Some patients may have a prior prescription that hasn't run out, or a physician may hand out samples to patients while they're hospitalized, Cocotas said. Those arrangements for the needed medicine should be taken into account in judging how well a plan covered the bases on follow-up care, she said.
In the case of the flu-shot measure, the task of capturing the total population of immunized older adults was like hitting a moving target.
Although a principal purpose of HEDIS measures is to detect a direct correlation between health plan actions and value for the premium dollar, the measure was a prime example of a preventive action that can get results outside the formal reach of the plan, Cocotas said.
The usual combing of administrative or medical-record data won't pick up those shots delivered at the senior center or at many other public places that enrollees may go after an initial notice from their health plan puts the thought in their heads.
"These days you can walk into a gas station and get a shot," Cocotas said, citing one example she's come across.
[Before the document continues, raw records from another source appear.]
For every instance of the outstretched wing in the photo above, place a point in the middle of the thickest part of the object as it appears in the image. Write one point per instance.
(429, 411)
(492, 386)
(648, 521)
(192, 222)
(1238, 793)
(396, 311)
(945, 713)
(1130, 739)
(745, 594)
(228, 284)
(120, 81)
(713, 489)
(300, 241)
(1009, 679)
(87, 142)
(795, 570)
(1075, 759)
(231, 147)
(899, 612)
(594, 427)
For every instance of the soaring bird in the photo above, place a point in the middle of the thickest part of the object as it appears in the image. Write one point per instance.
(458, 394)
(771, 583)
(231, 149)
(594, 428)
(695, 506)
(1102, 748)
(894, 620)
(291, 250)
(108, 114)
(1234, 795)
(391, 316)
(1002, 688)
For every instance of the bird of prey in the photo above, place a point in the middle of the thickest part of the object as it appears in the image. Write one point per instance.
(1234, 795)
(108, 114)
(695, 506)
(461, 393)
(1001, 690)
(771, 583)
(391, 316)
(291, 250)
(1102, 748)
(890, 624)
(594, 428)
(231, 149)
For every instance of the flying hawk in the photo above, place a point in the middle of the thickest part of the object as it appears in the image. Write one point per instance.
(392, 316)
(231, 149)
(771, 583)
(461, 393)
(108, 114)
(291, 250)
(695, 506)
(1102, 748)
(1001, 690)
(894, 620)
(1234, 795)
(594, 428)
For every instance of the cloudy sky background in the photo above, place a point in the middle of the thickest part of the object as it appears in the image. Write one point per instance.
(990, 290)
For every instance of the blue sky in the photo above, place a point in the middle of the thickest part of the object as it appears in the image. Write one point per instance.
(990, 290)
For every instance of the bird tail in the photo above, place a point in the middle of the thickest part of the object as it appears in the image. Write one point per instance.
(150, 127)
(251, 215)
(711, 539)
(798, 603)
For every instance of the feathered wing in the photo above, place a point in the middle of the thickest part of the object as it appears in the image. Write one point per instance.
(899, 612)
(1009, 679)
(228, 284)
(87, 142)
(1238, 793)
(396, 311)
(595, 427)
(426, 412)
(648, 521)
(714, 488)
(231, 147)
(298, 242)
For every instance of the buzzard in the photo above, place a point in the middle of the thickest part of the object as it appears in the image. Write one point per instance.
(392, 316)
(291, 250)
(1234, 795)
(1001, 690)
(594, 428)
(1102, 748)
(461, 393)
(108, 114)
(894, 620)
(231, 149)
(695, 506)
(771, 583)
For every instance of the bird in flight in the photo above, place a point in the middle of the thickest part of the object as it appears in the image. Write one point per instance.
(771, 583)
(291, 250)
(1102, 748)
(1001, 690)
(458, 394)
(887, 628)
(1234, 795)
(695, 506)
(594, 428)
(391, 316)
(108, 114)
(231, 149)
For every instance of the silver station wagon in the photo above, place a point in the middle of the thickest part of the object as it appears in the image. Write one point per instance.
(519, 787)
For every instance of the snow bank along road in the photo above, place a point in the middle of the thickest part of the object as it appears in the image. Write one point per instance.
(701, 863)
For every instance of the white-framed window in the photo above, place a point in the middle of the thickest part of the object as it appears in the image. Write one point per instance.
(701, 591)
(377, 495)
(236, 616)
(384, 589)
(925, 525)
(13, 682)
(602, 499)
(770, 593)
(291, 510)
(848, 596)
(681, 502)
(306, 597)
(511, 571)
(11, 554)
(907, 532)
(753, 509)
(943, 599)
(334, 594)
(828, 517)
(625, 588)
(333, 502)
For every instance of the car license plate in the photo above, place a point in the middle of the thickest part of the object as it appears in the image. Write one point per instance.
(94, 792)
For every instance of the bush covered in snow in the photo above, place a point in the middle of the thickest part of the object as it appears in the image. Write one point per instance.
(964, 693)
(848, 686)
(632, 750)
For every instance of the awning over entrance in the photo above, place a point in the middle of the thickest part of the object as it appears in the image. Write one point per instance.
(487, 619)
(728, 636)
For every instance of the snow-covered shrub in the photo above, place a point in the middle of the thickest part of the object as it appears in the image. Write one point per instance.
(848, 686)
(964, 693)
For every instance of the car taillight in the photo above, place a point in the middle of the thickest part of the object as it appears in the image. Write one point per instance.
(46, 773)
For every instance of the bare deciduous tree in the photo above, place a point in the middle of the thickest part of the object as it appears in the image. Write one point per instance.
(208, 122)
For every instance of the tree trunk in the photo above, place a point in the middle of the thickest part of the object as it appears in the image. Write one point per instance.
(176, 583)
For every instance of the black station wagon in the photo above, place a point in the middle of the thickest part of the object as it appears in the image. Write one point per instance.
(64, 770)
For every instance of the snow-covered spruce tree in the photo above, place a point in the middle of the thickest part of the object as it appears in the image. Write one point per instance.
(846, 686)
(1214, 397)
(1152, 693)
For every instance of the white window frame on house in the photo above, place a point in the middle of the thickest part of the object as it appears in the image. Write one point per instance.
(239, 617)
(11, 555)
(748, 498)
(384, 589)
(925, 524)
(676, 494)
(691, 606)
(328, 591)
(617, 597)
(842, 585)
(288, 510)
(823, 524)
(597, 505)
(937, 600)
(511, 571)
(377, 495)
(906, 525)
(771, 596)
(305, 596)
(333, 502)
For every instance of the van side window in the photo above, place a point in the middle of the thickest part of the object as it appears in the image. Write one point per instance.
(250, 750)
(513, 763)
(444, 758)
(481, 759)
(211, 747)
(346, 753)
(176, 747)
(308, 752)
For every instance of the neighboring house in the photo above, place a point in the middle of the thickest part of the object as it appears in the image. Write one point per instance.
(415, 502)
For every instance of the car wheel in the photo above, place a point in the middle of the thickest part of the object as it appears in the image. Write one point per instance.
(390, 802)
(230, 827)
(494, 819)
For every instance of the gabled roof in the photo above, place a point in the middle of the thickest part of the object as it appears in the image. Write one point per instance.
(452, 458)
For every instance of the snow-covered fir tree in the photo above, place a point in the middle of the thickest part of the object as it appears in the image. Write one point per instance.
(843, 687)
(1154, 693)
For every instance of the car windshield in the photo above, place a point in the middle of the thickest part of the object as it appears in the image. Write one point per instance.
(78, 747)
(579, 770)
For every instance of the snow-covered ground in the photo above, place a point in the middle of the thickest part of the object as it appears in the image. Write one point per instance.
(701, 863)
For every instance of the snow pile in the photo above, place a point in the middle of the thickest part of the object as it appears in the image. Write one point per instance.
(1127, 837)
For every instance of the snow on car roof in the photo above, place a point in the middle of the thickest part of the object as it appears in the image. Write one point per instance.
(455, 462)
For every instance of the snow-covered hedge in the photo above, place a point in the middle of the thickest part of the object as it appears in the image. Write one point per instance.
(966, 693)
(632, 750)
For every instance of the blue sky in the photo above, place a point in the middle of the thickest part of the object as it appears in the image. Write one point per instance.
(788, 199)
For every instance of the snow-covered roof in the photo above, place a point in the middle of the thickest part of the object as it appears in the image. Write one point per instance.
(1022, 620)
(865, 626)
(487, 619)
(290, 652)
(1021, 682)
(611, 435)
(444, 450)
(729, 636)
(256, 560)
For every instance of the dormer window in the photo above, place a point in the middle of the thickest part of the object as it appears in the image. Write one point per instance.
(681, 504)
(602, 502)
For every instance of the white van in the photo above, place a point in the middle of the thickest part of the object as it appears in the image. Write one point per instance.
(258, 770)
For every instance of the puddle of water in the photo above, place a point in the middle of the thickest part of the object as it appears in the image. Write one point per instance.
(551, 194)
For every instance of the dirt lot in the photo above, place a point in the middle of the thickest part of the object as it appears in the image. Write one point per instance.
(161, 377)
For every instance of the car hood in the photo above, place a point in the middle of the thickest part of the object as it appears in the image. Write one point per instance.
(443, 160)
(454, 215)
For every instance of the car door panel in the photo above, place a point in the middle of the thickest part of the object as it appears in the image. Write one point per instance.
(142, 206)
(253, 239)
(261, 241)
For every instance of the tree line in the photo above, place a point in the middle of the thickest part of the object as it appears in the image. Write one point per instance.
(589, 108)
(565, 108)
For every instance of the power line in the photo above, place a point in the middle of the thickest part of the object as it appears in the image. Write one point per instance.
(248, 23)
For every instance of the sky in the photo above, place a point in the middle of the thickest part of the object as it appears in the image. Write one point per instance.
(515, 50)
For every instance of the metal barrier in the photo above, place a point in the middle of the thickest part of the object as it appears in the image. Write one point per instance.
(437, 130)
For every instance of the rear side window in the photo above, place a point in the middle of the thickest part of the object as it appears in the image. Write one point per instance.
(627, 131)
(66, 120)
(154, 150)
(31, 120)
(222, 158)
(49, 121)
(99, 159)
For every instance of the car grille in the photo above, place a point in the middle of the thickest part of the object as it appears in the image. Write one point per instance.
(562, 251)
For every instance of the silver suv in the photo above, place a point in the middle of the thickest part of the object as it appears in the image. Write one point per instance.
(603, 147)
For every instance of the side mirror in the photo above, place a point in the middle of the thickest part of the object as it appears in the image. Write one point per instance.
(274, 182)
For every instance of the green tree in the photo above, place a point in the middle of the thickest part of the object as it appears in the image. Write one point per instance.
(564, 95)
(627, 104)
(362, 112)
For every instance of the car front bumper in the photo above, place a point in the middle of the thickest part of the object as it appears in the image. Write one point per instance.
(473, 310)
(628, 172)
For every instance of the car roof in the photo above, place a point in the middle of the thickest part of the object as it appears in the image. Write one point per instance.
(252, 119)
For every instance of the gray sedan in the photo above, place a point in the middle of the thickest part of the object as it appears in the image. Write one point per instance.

Some seniors "will never walk into a doctor's office to get a shot."
The NCQA decided that health plans should collect the flu-shot information using patient survey data rather than administrative or medical records. That will reduce the likelihood that the measure will be underreported.
The new HEDIS already calls for an annual enrollee satisfaction survey, and a question about flu shots will be added to it, Cocotas said.
The measure applies to health plan enrollees who are 65 or older as of the first of the year and who get a flu shot in the last four months of the year.
For that measure, the affected group could be determined simply by age. One other measure involving flu shots-for high-risk adults-had to be pulled back for more work because experts in the measurement field couldn't settle on a way to consistently identify the high-risk population.
And the measure of heart-attack treatment at least included basic agreement on the benefit of the medication to be used. A measure dealing with quality of preventive care for asthma was returned to the HEDIS shop partly because of disagreement over whether the specific medications to be reported in the measure are effective in the treatment of all asthmatics (Nov. 4, p. 16).